Art Exhibit About Coney Island Opens At San Diego Museum Of Art
Over the decades, artists, filmmakers and writers have been fascinated with Coney Island’s amusement parks and carnival sideshows, which have served as a visually rich way to explore the American experience.
The exhibit, titled “Coney Island: Visions of an American Dreamland, 1861-2008,” includes 150 items – from photographs to prints, paintings, drawings and film clips. It was organized by the Wadsworth Atheneum Museum of Art in Hartford, Conn., and is on a three-city U.S. tour. San Diego is the first stop.
Dr. Robin Jaffee Frank, chief curator at the Wadsworth Atheneum, curated the show, which also includes artifacts from rides and carousels. Frank actually went to Coney Island as a kid.

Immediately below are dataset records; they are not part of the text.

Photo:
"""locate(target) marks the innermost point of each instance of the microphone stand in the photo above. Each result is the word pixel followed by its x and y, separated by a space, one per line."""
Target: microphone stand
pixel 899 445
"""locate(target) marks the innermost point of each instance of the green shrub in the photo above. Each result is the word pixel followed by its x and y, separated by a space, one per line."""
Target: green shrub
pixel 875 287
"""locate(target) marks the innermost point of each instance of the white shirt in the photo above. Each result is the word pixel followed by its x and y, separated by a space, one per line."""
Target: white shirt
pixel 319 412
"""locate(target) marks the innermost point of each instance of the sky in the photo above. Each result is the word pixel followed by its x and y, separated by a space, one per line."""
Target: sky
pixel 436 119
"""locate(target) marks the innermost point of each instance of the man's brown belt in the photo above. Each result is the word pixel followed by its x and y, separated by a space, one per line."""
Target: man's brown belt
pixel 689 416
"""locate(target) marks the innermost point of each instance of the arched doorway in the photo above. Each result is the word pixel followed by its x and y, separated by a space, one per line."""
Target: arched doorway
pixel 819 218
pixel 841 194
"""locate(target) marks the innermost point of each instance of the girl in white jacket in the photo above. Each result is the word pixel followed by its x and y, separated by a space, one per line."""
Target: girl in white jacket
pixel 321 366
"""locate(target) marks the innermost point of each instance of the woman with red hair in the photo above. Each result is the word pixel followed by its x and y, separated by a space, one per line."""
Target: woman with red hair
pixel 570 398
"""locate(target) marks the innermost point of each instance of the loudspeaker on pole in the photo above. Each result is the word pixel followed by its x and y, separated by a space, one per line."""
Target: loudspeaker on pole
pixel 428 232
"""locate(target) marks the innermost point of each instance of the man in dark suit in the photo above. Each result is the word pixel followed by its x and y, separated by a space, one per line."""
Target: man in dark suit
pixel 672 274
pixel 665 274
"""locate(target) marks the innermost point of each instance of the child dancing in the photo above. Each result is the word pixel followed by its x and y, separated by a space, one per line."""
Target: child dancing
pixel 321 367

"The ride I was the most frightened of was called the Spook-A-Rama, which was billed as the longest dark ride in the world," said Frank, who is in San Diego overseeing the installation of the exhibit. "The thing that frightened me the most there was the Cyclops, which was a kind of gargoyle at the top of the Spook-A-Rama."
Frank was able to include that Cyclops head in the exhibit. She said it’s like a piece of folk art.
A wide array of artists are included in the show, such as William Merritt Chase, John Henry Twachtman, Reginald Marsh, Walker Evans, Diane Arbus, poet Lawrence Ferlinghetti, Frank Stella, and the street artist Swoon.
The exhibit will be on view at the San Diego Museum of Art through Oct. 13.